As the album played on, French hairdresser Caroline Schmitt wowed with two avant-garde looks. She showed how to transform a figure-eight braid into a flower by building a head of delicate, cascading petals – a “simple and beautiful look”.
Next, she cut blonde extensions to create a fine, hair-like dust, which she sprinkled over a glue pattern on a canvas of dark hair. The colour contrast revealed a stunning geometric pattern, which was met with rapturous applause.
Ryan Forsythe and James Bacon were next to explain their sources of inspiration. For one of his looks, Ryan used the contemporary artist Dustin Bailard’s dark, distressed pixies.
He explained, “I think I’m kind of often drawn towards the odd or weird things; whether it’s music, or podcasts or books, or hair. I think sometimes it might be a little bit of escapism. I just like the idea of something that makes you stop in your tracks, want to take a second look, wonder what the hell’s going on.”
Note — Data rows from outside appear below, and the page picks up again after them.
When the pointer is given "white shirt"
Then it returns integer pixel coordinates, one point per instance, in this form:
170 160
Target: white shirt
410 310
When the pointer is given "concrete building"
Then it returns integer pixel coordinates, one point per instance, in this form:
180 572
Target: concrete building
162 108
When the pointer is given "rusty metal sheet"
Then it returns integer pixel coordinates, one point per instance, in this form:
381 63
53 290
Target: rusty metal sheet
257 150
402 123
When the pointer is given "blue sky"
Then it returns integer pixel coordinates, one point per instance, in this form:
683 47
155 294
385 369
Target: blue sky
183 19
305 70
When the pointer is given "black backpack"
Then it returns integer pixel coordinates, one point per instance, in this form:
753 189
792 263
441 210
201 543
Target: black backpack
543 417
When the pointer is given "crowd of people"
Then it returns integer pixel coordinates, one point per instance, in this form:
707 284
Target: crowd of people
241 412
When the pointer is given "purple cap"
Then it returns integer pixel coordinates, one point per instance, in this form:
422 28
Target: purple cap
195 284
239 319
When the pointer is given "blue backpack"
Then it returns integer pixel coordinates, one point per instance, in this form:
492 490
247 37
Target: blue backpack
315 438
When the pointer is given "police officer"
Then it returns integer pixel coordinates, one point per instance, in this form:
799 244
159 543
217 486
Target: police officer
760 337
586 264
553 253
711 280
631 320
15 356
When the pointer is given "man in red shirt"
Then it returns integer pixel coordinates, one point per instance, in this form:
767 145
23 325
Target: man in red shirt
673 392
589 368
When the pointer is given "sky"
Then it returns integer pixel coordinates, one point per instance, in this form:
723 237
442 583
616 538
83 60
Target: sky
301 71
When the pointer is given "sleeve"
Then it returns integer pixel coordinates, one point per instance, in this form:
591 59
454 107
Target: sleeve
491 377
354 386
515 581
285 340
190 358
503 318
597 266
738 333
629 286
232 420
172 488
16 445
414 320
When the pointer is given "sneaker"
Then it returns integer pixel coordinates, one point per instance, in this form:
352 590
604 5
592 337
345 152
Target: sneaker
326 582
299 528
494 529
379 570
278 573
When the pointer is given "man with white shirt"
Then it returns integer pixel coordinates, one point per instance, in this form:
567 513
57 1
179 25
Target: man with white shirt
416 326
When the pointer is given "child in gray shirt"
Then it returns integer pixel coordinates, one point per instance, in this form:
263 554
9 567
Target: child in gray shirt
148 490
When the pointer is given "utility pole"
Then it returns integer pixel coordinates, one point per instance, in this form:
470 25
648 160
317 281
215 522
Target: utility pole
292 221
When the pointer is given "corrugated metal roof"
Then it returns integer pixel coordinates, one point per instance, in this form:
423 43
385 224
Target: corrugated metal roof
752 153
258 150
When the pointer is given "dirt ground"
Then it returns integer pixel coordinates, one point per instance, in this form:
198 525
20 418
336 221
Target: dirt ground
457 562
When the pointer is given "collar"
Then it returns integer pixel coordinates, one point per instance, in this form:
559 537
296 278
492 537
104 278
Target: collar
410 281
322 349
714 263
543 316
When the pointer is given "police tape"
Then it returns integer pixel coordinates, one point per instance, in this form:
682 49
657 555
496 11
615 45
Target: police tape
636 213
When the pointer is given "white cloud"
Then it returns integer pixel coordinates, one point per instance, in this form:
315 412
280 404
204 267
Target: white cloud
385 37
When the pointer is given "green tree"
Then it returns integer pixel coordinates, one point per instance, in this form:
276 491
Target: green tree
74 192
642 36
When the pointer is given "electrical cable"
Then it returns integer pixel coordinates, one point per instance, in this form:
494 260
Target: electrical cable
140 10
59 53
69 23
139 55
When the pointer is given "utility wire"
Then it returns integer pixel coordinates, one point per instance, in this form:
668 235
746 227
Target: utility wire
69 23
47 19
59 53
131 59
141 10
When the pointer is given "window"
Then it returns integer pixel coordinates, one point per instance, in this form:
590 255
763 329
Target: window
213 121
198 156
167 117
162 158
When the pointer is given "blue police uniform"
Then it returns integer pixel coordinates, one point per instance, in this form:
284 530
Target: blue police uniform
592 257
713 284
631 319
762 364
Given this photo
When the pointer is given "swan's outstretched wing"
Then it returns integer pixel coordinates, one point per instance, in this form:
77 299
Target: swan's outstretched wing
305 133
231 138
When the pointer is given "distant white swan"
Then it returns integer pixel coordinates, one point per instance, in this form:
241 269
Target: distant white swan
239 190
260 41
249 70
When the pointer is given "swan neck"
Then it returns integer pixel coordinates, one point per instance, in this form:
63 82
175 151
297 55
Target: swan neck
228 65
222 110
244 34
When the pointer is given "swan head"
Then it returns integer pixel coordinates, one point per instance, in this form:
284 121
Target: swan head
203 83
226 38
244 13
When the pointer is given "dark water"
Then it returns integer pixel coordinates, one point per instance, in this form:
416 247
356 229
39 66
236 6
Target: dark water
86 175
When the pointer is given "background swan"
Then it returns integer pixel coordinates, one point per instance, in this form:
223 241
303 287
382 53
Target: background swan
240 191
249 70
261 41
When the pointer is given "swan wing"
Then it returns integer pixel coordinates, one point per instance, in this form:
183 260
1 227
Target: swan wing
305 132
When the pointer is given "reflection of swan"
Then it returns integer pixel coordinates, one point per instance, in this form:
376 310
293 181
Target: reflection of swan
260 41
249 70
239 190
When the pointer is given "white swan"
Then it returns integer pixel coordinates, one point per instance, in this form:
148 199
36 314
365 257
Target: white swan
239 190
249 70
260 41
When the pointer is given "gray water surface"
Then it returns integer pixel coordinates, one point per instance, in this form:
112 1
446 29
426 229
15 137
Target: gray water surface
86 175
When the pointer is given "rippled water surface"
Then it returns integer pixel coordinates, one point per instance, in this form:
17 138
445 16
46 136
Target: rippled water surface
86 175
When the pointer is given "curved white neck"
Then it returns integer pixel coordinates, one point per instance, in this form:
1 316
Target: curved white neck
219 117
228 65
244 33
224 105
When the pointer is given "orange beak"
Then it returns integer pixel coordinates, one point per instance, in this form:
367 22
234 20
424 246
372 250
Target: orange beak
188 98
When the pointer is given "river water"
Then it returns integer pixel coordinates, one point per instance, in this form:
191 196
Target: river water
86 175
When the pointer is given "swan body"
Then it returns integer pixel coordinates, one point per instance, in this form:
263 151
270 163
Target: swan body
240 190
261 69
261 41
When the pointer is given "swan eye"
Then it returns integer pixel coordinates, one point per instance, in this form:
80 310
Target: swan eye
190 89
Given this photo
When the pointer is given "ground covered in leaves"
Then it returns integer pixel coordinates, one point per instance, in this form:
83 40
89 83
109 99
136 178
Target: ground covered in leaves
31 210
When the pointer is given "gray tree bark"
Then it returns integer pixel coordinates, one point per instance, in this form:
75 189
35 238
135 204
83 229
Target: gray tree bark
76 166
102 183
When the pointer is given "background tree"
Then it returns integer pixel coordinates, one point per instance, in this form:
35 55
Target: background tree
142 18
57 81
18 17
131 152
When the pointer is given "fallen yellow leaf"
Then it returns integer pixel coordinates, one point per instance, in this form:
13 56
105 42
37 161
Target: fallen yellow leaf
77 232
For him, “whilst taking inspiration, you still need to pay respect to cutting techniques, face shape, and hair growth.” He explained that in the same way Picasso did, you must understand form to break it. Ryan did just this with a classic pixie cut, on which he used a razor to accent it with blonde tufts.
Meanwhile, James re-enforced the idea that inspiration can be drawn from anywhere. “Being inspired is not a state that I try to get into. Accepting that inspiration is all around, always there, any place, anytime is all I need to know”.
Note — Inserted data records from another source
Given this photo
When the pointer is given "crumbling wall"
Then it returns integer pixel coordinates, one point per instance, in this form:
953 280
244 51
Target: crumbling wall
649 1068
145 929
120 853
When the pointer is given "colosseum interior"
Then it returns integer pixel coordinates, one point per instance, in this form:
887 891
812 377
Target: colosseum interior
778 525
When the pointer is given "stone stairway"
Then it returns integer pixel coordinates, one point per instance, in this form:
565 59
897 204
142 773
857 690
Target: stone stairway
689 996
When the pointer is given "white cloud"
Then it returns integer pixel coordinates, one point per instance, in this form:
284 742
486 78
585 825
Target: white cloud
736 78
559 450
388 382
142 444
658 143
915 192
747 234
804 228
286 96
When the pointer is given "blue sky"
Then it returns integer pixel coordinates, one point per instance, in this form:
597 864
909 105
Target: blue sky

The look he created was drawn from filming a storm on his phone, which came in over the bay of Naples whilst on holiday in Italy. While replaying the video, he noticed the contrast between the swirling clouds and the straight lines and form of the boats. He used thinning scissors to create a graduated line in the hair, before adding wispy curls which emulated his moody holiday scene.
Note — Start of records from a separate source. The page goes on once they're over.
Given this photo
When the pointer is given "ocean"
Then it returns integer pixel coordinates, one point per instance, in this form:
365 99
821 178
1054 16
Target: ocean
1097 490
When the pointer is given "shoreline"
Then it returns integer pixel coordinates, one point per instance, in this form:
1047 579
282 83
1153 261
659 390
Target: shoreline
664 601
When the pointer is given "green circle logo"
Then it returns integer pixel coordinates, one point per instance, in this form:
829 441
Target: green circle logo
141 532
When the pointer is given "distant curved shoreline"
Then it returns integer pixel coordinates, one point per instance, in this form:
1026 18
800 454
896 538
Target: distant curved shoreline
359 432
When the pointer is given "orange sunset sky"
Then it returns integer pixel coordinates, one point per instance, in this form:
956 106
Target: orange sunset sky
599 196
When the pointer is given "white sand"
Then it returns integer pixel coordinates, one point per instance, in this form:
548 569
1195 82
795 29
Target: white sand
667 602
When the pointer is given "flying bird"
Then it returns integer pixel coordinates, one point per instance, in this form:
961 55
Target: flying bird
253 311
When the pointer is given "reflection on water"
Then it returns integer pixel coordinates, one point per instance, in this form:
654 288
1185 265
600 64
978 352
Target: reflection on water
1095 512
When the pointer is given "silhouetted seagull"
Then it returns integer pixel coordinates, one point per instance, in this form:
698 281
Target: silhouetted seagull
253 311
A joint avant-garde collection followed when International Education Director Tiziana Di Marcelli and Art Director Mai Ha took to the stage. With Mai as this year’s regional winner of the L’Oreal Colour Trophy Grand Final, the women wanted to create a strong look using a red colour palette.
Mai weaved different hues of red extensions through a dark pony to create ripples of colour; a simple idea with striking effect.
“We’ve always liked avant-garde hair but at the same time, we still wanted this collection to look very beautiful and very simple”, explained Mai.
On the other side of the stage, Tiziana also used a simple technique to create a bold look. She used straighteners to crimp the hair, forming angled waves with vibrant red tones. She wanted to create something that was striking, but also wearable.
Colour Technician Ben Bradley rounded off the show with a shimmering, fluoro colour presentation. The Arctic Monkeys stopped, and dramatic orchestral music set the scene for his mesmerising showcase, whereby he swirled a gel-pigment formula on cropped hair. The result was a stunningly intricate blue and yellow marbled effect.
Trevor Sorbie joined his artistic team on stage for the finale, with the audience serenaded by an upbeat four-piece string band. Trevor gave his thanks to a host of well-known names he has worked with before, including Eugene Souleiman, Angelo Seminara and Vivienne Mackinder; before praising his current protege, Tom Connell.
It was clear that the show’s overall message was as much about imagination as it was about outstanding technique; with the crowd’s enthusiastic standing ovation proof enough that Tom’s vision for the show was realised – there would be a lot of excited hairdressers heading to work the next day.